Sus ojos se pasearon por el desalentador panorama que se extendía ante ella: en el centro de la escena, Morrigan la miraba con altivez, flanqueada por Shura, que tenía medio rostro destrozado. Lejos de ellos, envuelto en una esfera de energía, Milo parecía llevar cierta ventaja a una especie de cruce tricéfalo entre lobo, buitre y dragón; a un par de docenas de metros de él, Saga cercenaba espectros a tal velocidad que era casi imposible adivinar su posición, y en el otro extremo del área despejada en la que se encontraban, Aldebarán, Afrodita y Deathmask se hallaban enfrascados en un feroz combate contra tres sujetos gigantescos.
—No deberían haberme ofendido. Ninguno de ellos saldrá de aquí hasta que me devuelvas lo que me robaste. Como ves, se están divirtiendo mucho con mis amigos, pero la invitada de honor en esta fiesta eres tú.
—¡Te he dicho que los dejes ir! Solo a mí me corresponde escoger el castigo por su desobediencia.
—Guarda tus órdenes para exigir a tus devotos que te besen los pies. Ha llegado el momento de que tú y yo juguemos también, a menos que tengas el sentido común de rendirte ahora y ahorrarte una humillación ante tus perros.

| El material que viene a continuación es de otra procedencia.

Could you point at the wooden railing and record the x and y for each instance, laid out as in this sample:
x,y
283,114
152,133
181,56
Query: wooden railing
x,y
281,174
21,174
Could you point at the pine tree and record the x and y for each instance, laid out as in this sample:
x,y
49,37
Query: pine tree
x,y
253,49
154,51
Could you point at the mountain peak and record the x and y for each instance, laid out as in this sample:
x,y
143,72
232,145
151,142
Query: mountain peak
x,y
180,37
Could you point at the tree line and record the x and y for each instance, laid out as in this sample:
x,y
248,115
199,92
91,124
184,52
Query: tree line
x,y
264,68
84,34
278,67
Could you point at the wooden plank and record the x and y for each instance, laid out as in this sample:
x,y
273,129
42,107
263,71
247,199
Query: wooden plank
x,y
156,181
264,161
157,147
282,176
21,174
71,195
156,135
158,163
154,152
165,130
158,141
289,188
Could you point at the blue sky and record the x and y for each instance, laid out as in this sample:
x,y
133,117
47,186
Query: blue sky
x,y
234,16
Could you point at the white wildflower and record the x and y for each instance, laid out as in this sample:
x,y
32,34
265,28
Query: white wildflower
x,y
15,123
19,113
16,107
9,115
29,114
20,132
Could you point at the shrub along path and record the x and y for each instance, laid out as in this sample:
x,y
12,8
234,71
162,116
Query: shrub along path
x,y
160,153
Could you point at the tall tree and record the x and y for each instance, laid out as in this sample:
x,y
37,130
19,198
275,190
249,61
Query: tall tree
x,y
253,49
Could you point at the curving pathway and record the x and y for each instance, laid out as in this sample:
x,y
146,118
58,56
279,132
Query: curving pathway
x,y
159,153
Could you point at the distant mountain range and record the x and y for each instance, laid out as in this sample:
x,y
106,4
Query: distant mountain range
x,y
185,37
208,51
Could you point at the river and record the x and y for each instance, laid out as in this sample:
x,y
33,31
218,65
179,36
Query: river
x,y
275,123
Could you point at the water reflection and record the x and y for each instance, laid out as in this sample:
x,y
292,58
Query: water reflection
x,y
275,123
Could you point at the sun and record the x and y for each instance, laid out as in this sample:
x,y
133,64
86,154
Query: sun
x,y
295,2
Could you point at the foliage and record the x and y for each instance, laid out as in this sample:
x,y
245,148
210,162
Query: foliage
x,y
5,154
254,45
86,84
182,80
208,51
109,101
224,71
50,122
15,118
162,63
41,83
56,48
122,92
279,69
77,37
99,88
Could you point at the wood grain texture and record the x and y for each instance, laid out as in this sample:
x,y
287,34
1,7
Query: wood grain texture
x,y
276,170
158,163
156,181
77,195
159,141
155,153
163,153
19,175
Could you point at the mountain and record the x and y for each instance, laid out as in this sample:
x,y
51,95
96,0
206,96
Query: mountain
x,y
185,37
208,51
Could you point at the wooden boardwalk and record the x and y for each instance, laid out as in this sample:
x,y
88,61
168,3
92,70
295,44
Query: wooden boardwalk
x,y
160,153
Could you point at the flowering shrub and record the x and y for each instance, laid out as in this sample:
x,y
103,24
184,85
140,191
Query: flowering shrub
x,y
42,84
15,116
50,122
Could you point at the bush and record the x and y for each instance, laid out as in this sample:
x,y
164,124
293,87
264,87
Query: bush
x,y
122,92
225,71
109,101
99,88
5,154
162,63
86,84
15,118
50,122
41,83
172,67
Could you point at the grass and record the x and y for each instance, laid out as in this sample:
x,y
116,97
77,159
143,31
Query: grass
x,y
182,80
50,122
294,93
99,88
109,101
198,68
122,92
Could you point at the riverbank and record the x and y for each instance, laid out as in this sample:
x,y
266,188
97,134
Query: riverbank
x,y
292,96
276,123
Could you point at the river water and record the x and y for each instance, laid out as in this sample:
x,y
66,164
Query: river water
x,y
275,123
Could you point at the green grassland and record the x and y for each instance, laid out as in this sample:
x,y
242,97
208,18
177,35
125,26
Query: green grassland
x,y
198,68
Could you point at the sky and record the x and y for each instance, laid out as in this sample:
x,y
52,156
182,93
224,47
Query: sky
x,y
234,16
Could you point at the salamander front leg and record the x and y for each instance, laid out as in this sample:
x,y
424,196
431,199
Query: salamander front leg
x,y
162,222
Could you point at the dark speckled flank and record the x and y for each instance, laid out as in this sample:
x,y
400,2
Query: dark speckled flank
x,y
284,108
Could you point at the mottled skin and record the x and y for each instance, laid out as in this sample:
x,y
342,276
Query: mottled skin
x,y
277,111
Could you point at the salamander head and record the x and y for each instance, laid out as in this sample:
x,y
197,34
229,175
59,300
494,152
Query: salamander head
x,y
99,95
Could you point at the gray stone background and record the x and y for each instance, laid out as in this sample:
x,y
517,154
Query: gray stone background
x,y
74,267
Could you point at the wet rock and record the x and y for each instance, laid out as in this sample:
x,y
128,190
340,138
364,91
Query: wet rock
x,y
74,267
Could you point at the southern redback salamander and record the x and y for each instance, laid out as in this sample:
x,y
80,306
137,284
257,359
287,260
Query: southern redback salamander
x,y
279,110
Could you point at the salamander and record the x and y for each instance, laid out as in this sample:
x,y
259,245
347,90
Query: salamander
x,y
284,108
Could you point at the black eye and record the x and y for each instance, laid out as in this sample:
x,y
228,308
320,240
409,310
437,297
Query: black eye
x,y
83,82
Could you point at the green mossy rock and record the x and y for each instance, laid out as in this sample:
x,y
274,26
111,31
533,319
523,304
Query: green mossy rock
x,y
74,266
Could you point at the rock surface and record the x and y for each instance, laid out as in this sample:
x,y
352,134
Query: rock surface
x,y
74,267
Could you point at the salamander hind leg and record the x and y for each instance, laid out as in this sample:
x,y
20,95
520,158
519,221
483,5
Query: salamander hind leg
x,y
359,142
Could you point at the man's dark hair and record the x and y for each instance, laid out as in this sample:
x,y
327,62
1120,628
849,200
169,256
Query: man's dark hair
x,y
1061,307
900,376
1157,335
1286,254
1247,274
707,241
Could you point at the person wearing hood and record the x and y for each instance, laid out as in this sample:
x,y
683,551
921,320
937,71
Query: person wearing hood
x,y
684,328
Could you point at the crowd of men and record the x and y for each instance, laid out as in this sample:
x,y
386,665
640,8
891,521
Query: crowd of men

Shura observó en silencio el desafío de Morrigan a Atenea. Su pasado y su futuro colisionaban ante sus ojos, pero su corazón estaba libre de dudas: solo la irlandesa se había preocupado de verdad por él, tratándole como un hombre y no como a una máquina de matar. Su lealtad estaría con ella hasta el fin.
¡Atenea ha llegado! Por fin Morrigan va a poder enfrentarse a ella cara a cara y recriminarle las ofensas del pasado. Tenía muchas ganas de llegar a este punto de la historia, estamos a punto de terminar y solo puedo decirte, como cada día: ¡gracias!